Casa di Goethe, Rom: Die Lady und die Künstler. Eine Ausstellung in Rom erinnert an Emma Lady Hamilton

Plakat zur Ausstellung in der Casa di Goethe

„Ihre Geschichte hat den Roman auf seinem eigenen Felde geschlagen", schrieb Theodor Fontane über Lady Hamilton, und in der Tat hat diese ´Geschichte´ nicht wenige Roman-Autoren inspiriert – von Alexandre Dumas´ Souvenirs d´une favorite (1865) bis Susan Sontags The Vulcano Lover (1992).
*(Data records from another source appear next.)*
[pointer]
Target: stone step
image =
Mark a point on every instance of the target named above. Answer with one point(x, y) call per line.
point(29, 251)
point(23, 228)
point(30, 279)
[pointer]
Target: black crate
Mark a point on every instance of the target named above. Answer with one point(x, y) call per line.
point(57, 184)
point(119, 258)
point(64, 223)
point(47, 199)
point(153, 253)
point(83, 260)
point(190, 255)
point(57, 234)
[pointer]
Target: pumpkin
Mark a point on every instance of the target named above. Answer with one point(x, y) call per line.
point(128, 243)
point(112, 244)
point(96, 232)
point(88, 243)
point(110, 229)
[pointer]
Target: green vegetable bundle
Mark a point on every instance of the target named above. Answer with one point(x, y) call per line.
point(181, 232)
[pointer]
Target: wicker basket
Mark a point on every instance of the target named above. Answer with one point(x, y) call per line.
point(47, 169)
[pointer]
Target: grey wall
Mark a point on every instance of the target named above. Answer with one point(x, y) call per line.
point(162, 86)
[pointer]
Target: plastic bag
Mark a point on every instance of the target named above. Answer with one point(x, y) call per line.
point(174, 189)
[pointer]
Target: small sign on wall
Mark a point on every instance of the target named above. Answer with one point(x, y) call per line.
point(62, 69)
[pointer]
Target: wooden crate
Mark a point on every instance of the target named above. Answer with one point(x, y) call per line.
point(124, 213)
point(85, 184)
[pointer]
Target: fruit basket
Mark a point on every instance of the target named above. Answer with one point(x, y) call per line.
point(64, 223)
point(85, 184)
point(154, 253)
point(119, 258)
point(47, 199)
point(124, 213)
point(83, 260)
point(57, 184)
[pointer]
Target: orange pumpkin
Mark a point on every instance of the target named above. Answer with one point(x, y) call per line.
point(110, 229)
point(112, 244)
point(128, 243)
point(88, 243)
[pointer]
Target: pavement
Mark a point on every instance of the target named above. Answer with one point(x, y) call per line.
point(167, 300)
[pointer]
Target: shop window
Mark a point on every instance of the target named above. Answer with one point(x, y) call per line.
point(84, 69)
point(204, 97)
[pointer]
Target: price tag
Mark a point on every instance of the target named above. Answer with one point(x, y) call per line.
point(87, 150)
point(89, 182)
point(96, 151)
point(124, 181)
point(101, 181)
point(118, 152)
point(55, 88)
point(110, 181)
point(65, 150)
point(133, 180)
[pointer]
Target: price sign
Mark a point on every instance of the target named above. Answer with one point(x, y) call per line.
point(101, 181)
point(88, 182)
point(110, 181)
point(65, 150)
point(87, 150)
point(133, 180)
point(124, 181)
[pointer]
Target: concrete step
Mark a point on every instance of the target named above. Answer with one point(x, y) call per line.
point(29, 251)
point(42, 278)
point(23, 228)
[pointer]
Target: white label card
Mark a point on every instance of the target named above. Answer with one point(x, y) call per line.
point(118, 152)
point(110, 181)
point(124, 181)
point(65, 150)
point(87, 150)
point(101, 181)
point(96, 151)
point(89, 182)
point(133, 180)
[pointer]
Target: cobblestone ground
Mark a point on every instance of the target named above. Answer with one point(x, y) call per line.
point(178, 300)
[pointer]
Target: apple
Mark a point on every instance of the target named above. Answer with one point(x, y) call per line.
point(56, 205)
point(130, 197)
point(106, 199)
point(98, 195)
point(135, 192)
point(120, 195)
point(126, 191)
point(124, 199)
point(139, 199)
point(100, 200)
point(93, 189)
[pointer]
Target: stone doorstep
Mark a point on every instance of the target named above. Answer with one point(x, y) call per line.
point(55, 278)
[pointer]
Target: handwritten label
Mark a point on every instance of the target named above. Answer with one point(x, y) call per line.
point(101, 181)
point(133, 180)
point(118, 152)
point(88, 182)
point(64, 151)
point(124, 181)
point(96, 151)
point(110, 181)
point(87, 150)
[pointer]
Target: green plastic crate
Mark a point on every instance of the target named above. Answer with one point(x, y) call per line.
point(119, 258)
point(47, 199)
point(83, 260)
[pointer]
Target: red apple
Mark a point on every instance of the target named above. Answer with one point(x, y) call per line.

Lady Emma Hamilton, Künstlerin und Künstlermuse, Star und femme scandaleuse war eine der prominentesten und zugleich umstrittensten Frauen ihrer Zeit. 1765 unter dem Namen Amy Lyon als Tochter eines Hufschmieds in der englischen Provinz geboren, kommt das Mädchen nach einer turbulenten Jugend an der Seite verschiedener Männer 1786 im Alter von 21 Jahren nach Neapel, wird dort die Geliebte, später die Ehefrau des britischen Botschafters Sir William Hamilton, bekannt in ganz Europa als Sammler antiker Vasen und Erforscher des Vesuv.

Johann Heinrich Wilhelm Tischbein: Bildnis Emma Hart als Sibylle, Öl auf Leinwand, 1789/1790, Klassik Stiftung WeimarMit ihren Attitüden, Tanz-Performances in schnell wechselnden Bildern nach antiken Vorlagen bezaubert sie im Palazzo Sessa (heute übrigens Sitz des neapolitanischen Goethe-Instituts) zahlreiche Besucher der kosmopolitischen Großstadt, einem Zentrum der Grand Tour. Goethe hat drei Mal ihren Aufführungen beigewohnt, „eine Abwechslung von Stellungen, Gebärden, Mienen etc. daß man zuletzt wirklich meint, man träume" und lässt sich durch sie für die Weimarer Liebhaberaufführungen „Lebender Bilder" inspirieren. Außerdem trat Emma als gefeierte Sängerin auf. Zu ihrem Repertoire gehörten Opernarien von Händel und Paisiello; Joseph Haydn wird später in Eisenstadt eine Kantate für sie komponieren und sie dabei eigenhändig am Klavier begleiten.

Emma Hart (wie sie sich jetzt nennt) wird in Neapel rasch zum gefragten Modell. Sir William, der ihre Karriere teilnehmend unterstützt, lässt im Palazzo Sessa einen eigenen painting-room für sie einrichten. Unter den Deutschen war es dabei vor allem Johann Heinrich Wilhelm Tischbein, der „Goethe-Tischbein", der sich für ihre „klassische" Schönheit begeisterte, „eine Schönheit, die man selten siehet und die einzige, die ich in meinem Leben gesehen habe", wie er in einem Brief nach Deutschland schrieb. Emma wird sein wichtigstes Modell, in seinem Monumentalgemälde „Iphigenie erkennt Orest" trägt nicht nur Iphigenie, sondern auch Orest ihre – stets wechselnden – Züge.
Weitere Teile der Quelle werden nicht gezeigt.